Crosslinked immunoprecipitation (CLIP)-Seq is the state of the art technique for mapping the direct binding sites of an RBP. It involves crosslinking cells to lock RNA-protein interactions, immunoprecipitating the complexes using an antibody specifically targeted to the RBP, sequencing cDNA reverse transcribed from the captured RNA, and statistically analyzing the aligned sequencing reads [26]. CLIP-Seq has been applied to dozens of RBPs to study splicing regulation [27]-[29], translation efficiency [30]-[32], and explore RBPs mutated in neurological disorders [33]. These studies largely focused on uniquely mapping reads and ignored repetitive sequences, leaving the extent of RBP binding to TEs unexplored.

Here, we surveyed evidence for RBP binding to TE-derived RNA sequence in a collection of 75 CLIP-Seq experiments on 51 RBPs performed in human cells. We processed all datasets using a standardized CLIP-Seq analysis pipeline. In these data, RBP interactions with TE-derived sequences were widespread, and we detected hundreds of specific pairwise interactions. Alignment coverage clustered on specific regions of the TE consensus sequences. From these high coverage regions, we extracted a diversity of TE-specific motifs that extensively characterize the in vivo binding preferences of the RBPs. The presence of CLIP-Seq coverage and conservation at nonrepetitive instances of these motifs suggest that the TEs appropriated existing binding preferences of the RBPs. RBP binding to TE-derived sites influenced RNA abundance and splicing to a comparable extent as binding to nonrepetitive sites in RBP knockdown experiments. Altogether, our comprehensive meta-analysis suggests a widespread role for TEs in shaping post-transcriptional RNA-protein regulatory networks in the human genome.

Results

CLIP-Seq alignments are enriched in specific transposable elements

To comprehensively survey RBP interactions with TEs in the human genome, we collected and systematically processed all accessible CLIP-Seq datasets, settling on 75 experiments mapping 51 RBPs (Materials and methods).
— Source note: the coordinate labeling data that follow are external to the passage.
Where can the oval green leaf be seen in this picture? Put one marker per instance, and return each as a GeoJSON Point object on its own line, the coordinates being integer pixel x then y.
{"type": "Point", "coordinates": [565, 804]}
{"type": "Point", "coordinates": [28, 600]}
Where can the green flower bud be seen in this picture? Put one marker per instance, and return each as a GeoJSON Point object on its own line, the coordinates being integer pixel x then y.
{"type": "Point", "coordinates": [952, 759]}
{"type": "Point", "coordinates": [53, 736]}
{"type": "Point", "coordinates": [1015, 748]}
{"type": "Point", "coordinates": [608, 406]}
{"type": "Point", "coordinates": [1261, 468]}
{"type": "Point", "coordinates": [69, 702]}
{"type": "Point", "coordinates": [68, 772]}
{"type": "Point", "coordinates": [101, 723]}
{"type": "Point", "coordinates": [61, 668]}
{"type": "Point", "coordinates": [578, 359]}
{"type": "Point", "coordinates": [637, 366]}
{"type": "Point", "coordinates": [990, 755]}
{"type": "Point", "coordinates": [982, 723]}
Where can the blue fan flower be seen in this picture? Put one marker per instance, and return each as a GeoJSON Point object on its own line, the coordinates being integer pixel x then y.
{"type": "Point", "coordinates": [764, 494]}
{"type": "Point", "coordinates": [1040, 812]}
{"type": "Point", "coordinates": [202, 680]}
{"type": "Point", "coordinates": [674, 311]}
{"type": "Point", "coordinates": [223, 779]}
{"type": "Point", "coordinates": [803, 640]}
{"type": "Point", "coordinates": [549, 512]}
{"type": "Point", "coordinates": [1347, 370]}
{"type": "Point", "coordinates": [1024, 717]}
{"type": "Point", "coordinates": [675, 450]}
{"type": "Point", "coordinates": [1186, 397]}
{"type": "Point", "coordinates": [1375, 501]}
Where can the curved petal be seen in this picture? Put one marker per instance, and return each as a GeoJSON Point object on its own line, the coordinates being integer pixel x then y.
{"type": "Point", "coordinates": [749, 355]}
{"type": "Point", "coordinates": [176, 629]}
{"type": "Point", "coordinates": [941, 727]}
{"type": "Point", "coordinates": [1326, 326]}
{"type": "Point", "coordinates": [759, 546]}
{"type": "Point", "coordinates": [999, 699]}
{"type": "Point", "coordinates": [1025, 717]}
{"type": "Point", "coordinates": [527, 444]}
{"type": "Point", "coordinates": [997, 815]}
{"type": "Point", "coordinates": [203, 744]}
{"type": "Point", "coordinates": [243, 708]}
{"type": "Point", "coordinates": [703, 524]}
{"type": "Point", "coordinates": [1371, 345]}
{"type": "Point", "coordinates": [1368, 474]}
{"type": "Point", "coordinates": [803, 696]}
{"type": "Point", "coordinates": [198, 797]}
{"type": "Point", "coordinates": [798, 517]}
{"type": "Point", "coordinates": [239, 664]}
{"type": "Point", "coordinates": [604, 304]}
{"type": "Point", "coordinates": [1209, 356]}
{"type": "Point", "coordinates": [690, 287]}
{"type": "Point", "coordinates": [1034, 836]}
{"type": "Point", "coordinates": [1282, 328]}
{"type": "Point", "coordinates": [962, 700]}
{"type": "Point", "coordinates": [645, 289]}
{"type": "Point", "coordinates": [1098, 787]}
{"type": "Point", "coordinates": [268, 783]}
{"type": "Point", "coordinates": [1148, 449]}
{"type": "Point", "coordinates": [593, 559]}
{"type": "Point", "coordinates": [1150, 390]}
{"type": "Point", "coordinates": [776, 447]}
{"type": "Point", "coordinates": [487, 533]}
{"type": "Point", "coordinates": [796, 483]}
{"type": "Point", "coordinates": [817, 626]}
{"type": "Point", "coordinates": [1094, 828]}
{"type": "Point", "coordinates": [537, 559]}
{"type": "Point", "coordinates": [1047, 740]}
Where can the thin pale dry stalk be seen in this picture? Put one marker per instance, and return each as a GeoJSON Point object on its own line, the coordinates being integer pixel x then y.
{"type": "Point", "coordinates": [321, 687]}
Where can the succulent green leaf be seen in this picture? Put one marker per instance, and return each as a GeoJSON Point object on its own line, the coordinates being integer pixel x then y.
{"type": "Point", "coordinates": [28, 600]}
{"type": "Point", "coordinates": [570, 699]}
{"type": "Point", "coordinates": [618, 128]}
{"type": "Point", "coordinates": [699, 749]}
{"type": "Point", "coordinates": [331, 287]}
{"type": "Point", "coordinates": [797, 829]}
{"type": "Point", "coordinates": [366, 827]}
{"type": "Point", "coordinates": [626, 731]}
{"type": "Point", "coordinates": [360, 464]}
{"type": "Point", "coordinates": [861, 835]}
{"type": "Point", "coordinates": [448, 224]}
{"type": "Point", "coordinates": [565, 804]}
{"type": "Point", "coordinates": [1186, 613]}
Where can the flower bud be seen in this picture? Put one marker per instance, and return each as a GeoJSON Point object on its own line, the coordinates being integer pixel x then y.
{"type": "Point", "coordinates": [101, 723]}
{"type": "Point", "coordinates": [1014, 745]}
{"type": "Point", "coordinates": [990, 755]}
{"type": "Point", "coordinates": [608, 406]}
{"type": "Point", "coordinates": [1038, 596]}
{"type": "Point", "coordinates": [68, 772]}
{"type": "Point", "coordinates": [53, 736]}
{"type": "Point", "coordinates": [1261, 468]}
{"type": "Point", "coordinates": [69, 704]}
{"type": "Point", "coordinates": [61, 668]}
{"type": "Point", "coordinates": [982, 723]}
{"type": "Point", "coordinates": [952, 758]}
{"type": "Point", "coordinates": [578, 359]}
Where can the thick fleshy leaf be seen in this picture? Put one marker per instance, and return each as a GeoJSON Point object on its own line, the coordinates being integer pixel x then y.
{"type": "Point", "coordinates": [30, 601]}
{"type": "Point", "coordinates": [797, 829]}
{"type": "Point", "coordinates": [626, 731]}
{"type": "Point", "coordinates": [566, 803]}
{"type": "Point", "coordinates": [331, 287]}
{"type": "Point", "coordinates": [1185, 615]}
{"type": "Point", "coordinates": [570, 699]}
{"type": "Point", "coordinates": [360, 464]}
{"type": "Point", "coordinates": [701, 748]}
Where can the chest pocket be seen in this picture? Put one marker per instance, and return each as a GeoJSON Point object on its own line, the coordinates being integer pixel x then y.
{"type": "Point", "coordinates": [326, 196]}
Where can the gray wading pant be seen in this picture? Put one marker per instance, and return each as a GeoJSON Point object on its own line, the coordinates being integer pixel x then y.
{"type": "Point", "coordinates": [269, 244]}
First, we compared the number of aligned reads, relative to total library size, overlapping all instances of each TE family in both orientations in the CLIP-Seq to a null model expectation (Figure 1A). We can split each TE family into its sense and antisense orientations because CLIP-Seq uses a strand-specific library construction method. To control for differing mappability of the TE families and varying expression levels of transcripts containing specific TE families, we compared alignment coverage to simulated coverage from a null model (see Materials and methods).

Figure 1
figure 1

CLIP-Seq alignments are enriched and depleted in specific TEs. (A) Across the entire transcriptome (including introns), we counted overlapping aligned reads in the CLIP-Seq and null model simulation for every TE family in both orientations. The top track draws an example gene with blue boxes representing exons. The track below draws a set of example TEs, colored by family and with arrowhead describing orientation. Alignment coverage from CLIP-Seq and null simulation experiments are drawn below, with CLIP-Seq coverage spiking primarily on the purple TE in antisense orientation to the gene. (B) Heatmap in which we plotted the log2 ratio of the CLIP-Seq and null model counts, normalized by library size, for every pair of TE family in both orientations on the y-axis and RBP (with publication first author) on the x-axis. The heatmap was column mean normalized. Black rectangles highlight well-characterized interactions between STAU1 and Alu elements and hnRNP C and antisense Alu elements. TcMar-Tigger and hAT-Charlie are DNA transposons, which transpose via a cut-and-paste mechanism. ERVL, ERV1, and ERVL-MaLR are endogenous retrovirus families that have long terminal repeats (LTRs) on both ends. Both long interspersed nuclear elements (LINEs) and short interspersed nuclear elements (SINEs) are non-LTR retrotransposons, which mobilize via an RNA intermediate using a copy-and-paste mechanism.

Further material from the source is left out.